Importing and saving data

I wanted to add this section about importing and saving data here, even though it is not purely about Spark SQL, so I could introduce concepts such as Parquet and JSON file formats. This section also allows me to cover how to access and save data in loose text; as well as the CSV, Parquet and JSON formats, conveniently, in one place.

Processing the Text files

Using the Spark context, it is possible to load a text file into an RDD using the textFile method. Also, the wholeTextFile method can read the contents of a directory into an RDD. The following examples show how a file, based on the local file system (file://), or HDFS (hdfs://) can be read into a Spark RDD. These examples show that the data will be partitioned into six parts for increased performance. The first two examples are the same, as they both manipulate a file on the Linux file system:

sc.textFile("/data/spark/tweets.txt",6)
sc.textFile("file:///data/spark/tweets.txt",6)
sc.textFile("hdfs://server1:4014/data/spark/tweets.txt",6)

Processing the JSON files

JSON is a data interchange format, developed from Javascript. JSON actually stands for JavaScript Object Notation. It is a text-based format, and can be expressed, for instance, as XML. The following example uses the SQL context method called jsonFile to load the HDFS-based JSON data file named device.json. The resulting data is created as a data frame:

val dframe = sqlContext.jsonFile("hdfs:///data/spark/device.json")

Data can be saved in JSON format using the data frame toJSON method, as shown by the following example. First, the Apache Spark and Spark SQL classes are imported:

import org.apache.spark._
import org.apache.spark.SparkContext._
import org.apache.spark.sql.Row;
import org.apache.spark.sql.types.{StructType,StructField,StringType};

Next, the object class called sql1 is defined as is a main method with parameters. A configuration object is defined that is used to create a spark context. The master Spark URL is left as the default value, so Spark expects local mode, the local host, and the 7077 port:

object sql1 {

  def main(args: Array[String]) {

    val appName = "sql example 1"
    val conf    = new SparkConf()

    conf.setAppName(appName)

    val sc = new SparkContext(conf)

An SQL context is created from the Spark context, and a raw text file is loaded in CSV format called adult.test.data_1x, using the textFile method. A schema string is then created, which contains the data column names and the schema created from it by splitting the string by its spacing, and using the StructType and StructField methods to define each schema column as a string value:

    val sqlContext = new org.apache.spark.sql.SQLContext(sc)

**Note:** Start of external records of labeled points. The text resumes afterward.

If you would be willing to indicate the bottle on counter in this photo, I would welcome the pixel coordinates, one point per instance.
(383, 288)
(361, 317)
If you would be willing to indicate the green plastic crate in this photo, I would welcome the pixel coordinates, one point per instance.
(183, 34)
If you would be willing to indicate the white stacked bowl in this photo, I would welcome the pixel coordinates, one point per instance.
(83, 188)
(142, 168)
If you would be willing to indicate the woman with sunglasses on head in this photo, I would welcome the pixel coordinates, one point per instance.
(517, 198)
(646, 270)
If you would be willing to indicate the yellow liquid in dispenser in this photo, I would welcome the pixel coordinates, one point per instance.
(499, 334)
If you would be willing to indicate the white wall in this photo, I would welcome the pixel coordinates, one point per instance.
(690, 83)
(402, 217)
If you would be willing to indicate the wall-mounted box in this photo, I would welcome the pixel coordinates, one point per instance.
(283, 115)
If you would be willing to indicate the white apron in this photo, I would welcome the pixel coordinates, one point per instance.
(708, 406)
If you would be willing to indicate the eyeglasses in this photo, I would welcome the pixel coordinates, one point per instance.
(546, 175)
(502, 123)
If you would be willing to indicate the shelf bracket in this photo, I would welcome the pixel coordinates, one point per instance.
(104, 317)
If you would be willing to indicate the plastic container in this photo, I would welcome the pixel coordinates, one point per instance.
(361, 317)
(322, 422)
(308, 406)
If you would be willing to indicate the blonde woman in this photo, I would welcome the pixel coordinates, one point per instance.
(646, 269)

    val rawRdd = sc.textFile("hdfs:///data/spark/sql/adult.test.data_1x")

    val schemaString = "age workclass fnlwgt education " +   "educational-num  marital-status occupation relationship " +
"race gender capital-gain capital-loss hours-per-week " +
"native-country income"

    val schema =
      StructType(
    schemaString.split(" ").map(fieldName => StructField(fieldName, StringType, true)))

Each data row is then created from the raw CSV data by splitting it with the help of a comma as a line divider, and then the elements are added to a Row() structure. A data frame is created from the schema, and the row data which is then converted into JSON format using the toJSON method. Finally, the data is saved to HDFS using the saveAsTextFile method:

    val rowRDD = rawRdd.map(_.split(","))
      .map(p => Row( p(0),p(1),p(2),p(3),p(4),p(5),p(6),p(7),p(8),
                      p(9),p(10),p(11),p(12),p(13),p(14) ))

    val adultDataFrame = sqlContext.createDataFrame(rowRDD, schema)

    val jsonData = adultDataFrame.toJSON

    jsonData.saveAsTextFile("hdfs:///data/spark/sql/adult.json")

  } // end main

} // end sql1

So the resulting data can be seen on HDFS, the Hadoop file system ls command below shows that the data resides in the target directory as a success file and two part files.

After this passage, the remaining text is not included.